They may be considered among London's most peaceful thoroughfares, but with the growing popularity of canal towpaths, are these routes are now prone to the kind of aggro you'd expect from a Saturday afternoon on Oxford Street? This is the view of the Canal & River Trust, which is launching a campaign to tackle speeding and barging (as opposed to barges) along the city's waterways.
Of the 48 million people who take to London's towpaths annually, it is cyclists in particular who the Trust feels could be more considerate to others. Ahead of introducing a Share the Space, Drop your Pace scheme on Tuesday, Dick Vincent, London’s towpath ranger for the Trust, called for the 'reintroduction of old-fashioned manners', saying:
Of course it’s great that so many people like cycling along our lovely canals but it’s important to remember that there are a lot of pedestrians on the towpath, many of whom are children. Please help by being considerate of other users, slowing down and remembering we are all there to enjoy the space.
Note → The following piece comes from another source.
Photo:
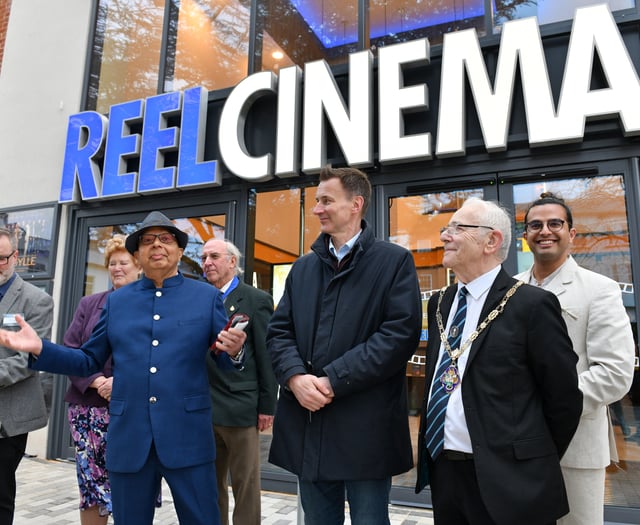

If you are in a rush, the towpath is not the best place for you so please choose a different route.
The counter argument is that towpaths provide a safe passage for cyclists and pedestrians through the city; after all, 85% of incidents involving cyclists in London happen at a busy junction — virtually non-existent if you're travelling along a canal.
The Canal & River Trust will be extending their own old-fashioned manners, by asking people nicely to heed their advice; on 6 October those using the towpath on the Regent’s Canal by The Proud Archivist will be serenaded by a string quartet.
Perhaps if there was a string quartet permanently installed every 100 metres along London's canals, everyone would be inclined to slow down.
What are your opinions? Are cyclists and other potentially fast-moving objects a menace to the towpaths? Or are towpaths the only safe route through London? Tell us in the comments.